The Master of the Staple cleared his throat politely.
The King looked up, and his eyes slid right off his Master of the Staple and went to the armour.
The Queen put her hand on the King’s arm and breathed in. To say the Queen was beautiful would be to do her an injustice. She was beyond mere beauty. Her skin had a texture that made men want to touch it to see if it was real; the tops of her breasts, which showed over her tight-laced kirtle, shone as if they had been oiled, and drew the attention of every man in the room each time she moved despite the careful arrangement of her gown and her decorous carriage. Her red-brown hair was glorious in sunlight, and perhaps she had taken the time to site her chair in the best of the late afternoon sun – her salmon-pink overgown so perfectly complemented her hair that even men might have noticed it, if only they hadn’t had so much else to admire.
The King’s interest was instantly transferred from the armour to her. He smiled at her – beamed, even, and she flushed. ‘These worthy men,’ she said, ‘are trying to tell you about the coinage, my dear.’
The King’s ruddy face suggested he was suddenly interested in something much closer than the coinage. But he sighed and sat back, and stopped playing with his hounds. ‘Say it again, Master,’ he said.
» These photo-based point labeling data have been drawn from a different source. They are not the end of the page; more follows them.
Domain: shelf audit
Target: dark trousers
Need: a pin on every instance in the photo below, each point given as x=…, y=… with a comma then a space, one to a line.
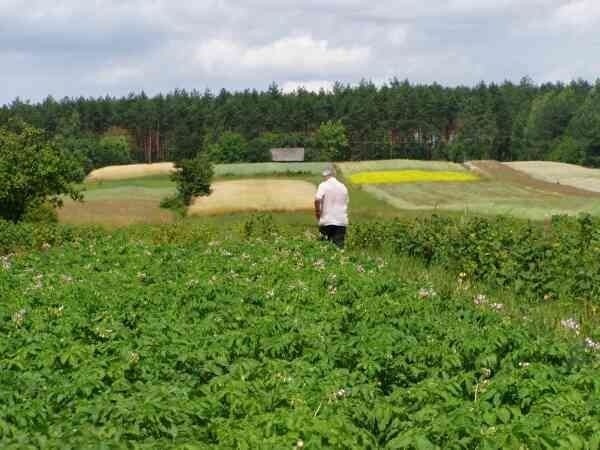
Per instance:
x=334, y=233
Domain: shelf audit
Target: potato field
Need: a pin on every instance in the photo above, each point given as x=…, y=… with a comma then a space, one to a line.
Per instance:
x=187, y=337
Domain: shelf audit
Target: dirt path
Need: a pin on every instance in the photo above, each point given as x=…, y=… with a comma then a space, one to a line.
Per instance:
x=501, y=172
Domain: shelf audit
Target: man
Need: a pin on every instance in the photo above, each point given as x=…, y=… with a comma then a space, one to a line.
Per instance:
x=331, y=208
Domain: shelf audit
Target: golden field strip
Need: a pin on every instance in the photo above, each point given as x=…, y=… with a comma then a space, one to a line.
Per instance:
x=255, y=195
x=560, y=173
x=411, y=176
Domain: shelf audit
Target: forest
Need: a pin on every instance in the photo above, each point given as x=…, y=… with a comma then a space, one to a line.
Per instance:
x=399, y=119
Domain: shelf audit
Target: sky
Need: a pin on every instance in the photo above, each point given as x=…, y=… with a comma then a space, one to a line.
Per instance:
x=94, y=48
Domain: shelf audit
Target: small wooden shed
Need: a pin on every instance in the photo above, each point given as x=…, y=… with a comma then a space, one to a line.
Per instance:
x=288, y=154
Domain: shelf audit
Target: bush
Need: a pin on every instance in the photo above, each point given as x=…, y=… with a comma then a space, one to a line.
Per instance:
x=174, y=203
x=193, y=177
x=41, y=213
x=230, y=148
x=33, y=171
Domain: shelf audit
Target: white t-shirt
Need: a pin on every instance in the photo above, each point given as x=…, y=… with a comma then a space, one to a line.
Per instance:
x=333, y=196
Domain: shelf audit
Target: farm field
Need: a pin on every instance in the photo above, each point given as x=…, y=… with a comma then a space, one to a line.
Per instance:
x=352, y=167
x=185, y=337
x=120, y=202
x=500, y=191
x=250, y=195
x=137, y=171
x=565, y=174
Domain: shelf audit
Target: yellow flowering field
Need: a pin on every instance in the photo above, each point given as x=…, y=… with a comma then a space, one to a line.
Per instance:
x=410, y=176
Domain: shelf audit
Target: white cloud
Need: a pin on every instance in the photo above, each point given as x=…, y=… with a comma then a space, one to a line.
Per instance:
x=309, y=85
x=397, y=35
x=118, y=46
x=579, y=14
x=296, y=54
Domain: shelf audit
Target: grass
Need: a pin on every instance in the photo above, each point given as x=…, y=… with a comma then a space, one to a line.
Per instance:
x=120, y=202
x=252, y=169
x=565, y=174
x=137, y=171
x=349, y=168
x=410, y=176
x=484, y=197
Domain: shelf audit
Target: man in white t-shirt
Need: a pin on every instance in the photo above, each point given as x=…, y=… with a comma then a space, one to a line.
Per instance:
x=331, y=208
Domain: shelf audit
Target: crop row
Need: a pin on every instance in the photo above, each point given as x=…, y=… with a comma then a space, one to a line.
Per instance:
x=279, y=343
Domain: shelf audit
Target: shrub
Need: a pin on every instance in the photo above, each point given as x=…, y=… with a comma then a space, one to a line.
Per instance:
x=193, y=177
x=41, y=213
x=33, y=171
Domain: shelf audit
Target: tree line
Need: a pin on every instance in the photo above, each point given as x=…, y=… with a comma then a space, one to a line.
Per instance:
x=508, y=121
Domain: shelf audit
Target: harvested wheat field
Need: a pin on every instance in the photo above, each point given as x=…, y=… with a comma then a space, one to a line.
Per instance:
x=510, y=173
x=255, y=195
x=130, y=171
x=561, y=173
x=113, y=213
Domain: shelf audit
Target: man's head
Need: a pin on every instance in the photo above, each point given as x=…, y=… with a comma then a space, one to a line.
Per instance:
x=329, y=172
The Master of the Staple was Ailwin Darkwood, and he was accounted to be the wealthiest man in Alba. He had purchased the wool staple from the King for three years – he owned the tax on wool. He also owned the most warehouses in the city, and the most ships at the docks. Despite the convention that merchants should be fat men with greedy eyes, he was tall and handsome with jet-black hair just beginning to grey and skin that had spent too many days at sea for perfection. He wore black wool hose and a black wool gown over a black wool doublet, and all his fittings – the rows of tiny buttons, the hilt of his dagger, the buckles on his belt – were of solid gold worked with red enamel. He had a pearl earring in his ear, with a ruby pendant like a drop of blood. It might have looked womanish on another man. On Ailwin Darkwood, it looked piratical. Which was apt enough, as the rumour was that his fortune had begun off the coast of Galle in a desperate sea fight.
With him were the Lord Mayor of Harndon, Ser Richard Smythe, and Master Random, whose coup with the grain wagons and boats in the late spring had catapulted him to the front rank of merchants in the city. He was missing a foot, despite which he seemed to smile all the time.